In this chapter the authors study the propagation and processing of information in dynamical systems. Various information management systems can be represented as dynamical systems of interconnected information processing units. Here they focus mostly on genetic regulatory networks that are information processing systems that process and propagate information stored in genome. Boolean networks are used as a dynamical model of regulation, and different ways of parameterizing the dynamical behavior are studied. What are called critical networks are in particular under study, since they have been hypothesized as being the most effective under evolutionary pressure. Critical networks are also present in man-made systems, such as the Internet, and provide a candidate application area for findings on the theory of dynamical networks in this chapter. The authors present approaches of annealed approximation and find that avalanche size distribution data supports criticality of regulatory networks. Based on Shannon information, they then find that a mutual information measure quantifying the coordination of pairwise element activity is maximized at criticality. An approach of algorithmic complexity, the normalized compression distance (NCD), is shown to be applicable to both dynamical and topological features of regulatory networks. NCD can also be seen to enable further utilization of measurement data to estimate information propagation and processing in biological networks.
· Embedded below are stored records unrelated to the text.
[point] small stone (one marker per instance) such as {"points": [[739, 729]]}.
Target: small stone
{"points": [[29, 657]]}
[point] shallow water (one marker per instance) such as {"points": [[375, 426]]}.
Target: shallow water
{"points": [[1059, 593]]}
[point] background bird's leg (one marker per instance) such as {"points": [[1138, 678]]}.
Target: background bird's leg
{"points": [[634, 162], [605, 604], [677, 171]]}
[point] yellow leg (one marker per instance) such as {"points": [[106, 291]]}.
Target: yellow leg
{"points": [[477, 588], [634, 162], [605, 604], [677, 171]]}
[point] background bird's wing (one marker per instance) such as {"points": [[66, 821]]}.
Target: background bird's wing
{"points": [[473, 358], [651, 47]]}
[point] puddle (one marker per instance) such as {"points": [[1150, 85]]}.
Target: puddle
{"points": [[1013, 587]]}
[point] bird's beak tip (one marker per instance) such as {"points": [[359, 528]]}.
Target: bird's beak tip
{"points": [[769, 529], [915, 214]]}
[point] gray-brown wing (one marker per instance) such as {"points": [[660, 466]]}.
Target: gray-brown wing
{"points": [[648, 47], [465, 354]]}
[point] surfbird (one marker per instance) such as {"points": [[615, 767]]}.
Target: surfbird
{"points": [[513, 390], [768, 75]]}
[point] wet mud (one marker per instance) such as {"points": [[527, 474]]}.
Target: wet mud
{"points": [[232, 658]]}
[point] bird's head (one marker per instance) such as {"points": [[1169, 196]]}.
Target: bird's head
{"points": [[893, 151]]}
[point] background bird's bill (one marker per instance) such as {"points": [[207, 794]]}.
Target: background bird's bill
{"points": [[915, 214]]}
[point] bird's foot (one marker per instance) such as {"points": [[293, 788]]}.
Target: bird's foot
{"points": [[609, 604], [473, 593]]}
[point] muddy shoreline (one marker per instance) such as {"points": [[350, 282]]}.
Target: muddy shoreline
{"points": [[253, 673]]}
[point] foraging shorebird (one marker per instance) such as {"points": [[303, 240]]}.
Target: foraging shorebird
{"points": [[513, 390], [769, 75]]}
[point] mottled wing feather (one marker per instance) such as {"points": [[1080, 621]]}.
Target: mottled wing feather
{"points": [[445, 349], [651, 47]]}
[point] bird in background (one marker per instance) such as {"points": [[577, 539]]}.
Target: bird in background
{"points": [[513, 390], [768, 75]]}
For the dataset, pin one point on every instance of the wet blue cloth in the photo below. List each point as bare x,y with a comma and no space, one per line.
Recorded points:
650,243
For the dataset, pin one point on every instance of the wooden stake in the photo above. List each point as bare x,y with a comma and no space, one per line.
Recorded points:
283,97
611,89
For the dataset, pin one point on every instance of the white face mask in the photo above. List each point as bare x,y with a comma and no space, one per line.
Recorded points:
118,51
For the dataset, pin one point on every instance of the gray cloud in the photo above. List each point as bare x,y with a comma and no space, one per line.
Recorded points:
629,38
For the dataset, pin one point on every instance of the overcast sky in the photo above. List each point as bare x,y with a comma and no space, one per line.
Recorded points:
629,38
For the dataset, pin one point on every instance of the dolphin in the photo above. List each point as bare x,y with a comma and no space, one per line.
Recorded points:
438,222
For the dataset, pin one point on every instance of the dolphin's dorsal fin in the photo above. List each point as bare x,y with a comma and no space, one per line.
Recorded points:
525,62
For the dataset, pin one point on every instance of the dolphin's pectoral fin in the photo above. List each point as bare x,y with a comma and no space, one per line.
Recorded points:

Information propagation and flow are key aspects in understanding how systems interact and function. Various information management systems can be represented as dynamical systems where information processing units (nodes) are connected with links (edges) that represent information transfer. Here we present recent results that provide insight into the general properties of this kind of systems. We focus our discussion on the context of important class of systems, namely the genetic regulatory networks that can, at very high level, be modeled as Boolean networks (Kauffman, 1993). Genetic regulatory networks process and propagate digital information stored in genome and orchestrate a specific response to various external stimuli (inputs) (Hood & Galas, 2003). What makes this class of systems the most interesting is that regulatory networks have evolved over millions of years. Thus, it can be argued that through natural selection and self organization only the most robust and evolvable network structures remain today. Understanding the information processing principles that are present in genetic regulatory networks can help us to engineer man made information processing systems that are extremely robust and take advantage of the insights that biological systems have gained over the years of evolution.
The dynamical behavior of large, complex networks of interacting elements is generally difficult to understand in detail. The existence of multiple influences on each element can give rise to exceedingly complicated dynamics even in deterministic systems. A paradigmatic case is the network of genes within a cell, where the interactions correspond to transcriptional and post-transcriptional regulatory mechanisms. The expression of a single gene may be subject to regulation by itself and up to 20 proteins expressed by other genes, and the network of such interactions has a complicated structure, including positive and negative feedback loops and nontrivial combinatorial logic.
The genetic regulatory networks may be compared with e.g. Internet traffic, which has been seen to exhibit critical dynamics (Fukuda et al., 2000; Valverde & Sole, 2002). This suggests that Internet as a self-organizing system may optimize information transfer. Internet provides an example of a man-made system of information management and processing, and thus, any insights into information processing in critical networks may have consequences in terms of information management as well. A large part of what we present in this book chapter may be seen as general in the sense that many of the precise characteristics of the network can be abstracted away, and the principles of dynamical behavior still hold.
The structure of this chapter is as follows. First, we present some background of information in genetic regulatory networks, our main object of study. In addition, the Boolean network model utilized as a simple approximation of genetic networks is presented. Our main aim in this chapter is to uncover general features of information processing in cells, and for this purpose, different measures related to global dynamics of the system are suggested. Each of the measures is able to capture an aspect of dynamical information processing in the cells. Criticality of cellular dynamics is taken to be the main focus of attention and each of the measures utilized is, in turn, shown to shed some light on this question.
After the background information, we begin by outlining the principles of basic annealed approximation. This is a technique that can be used as a first-order approximation of global dynamics. Its main drawback is that the analysis cannot take into account topological details of the networks under study. The findings presented utilizing branching process models give some support to the hypothesis that cells might have critical dynamics. Next, we discuss an application of Shannon’s information theory to genetic regulatory network models. Pairwise mutual information between states of network nodes is utilized as a dynamical measure of coordination between nodes. It is observed that critical networks maximizes this measure, thus making pairwise mutual information an interesting tool for characterizing global dynamics.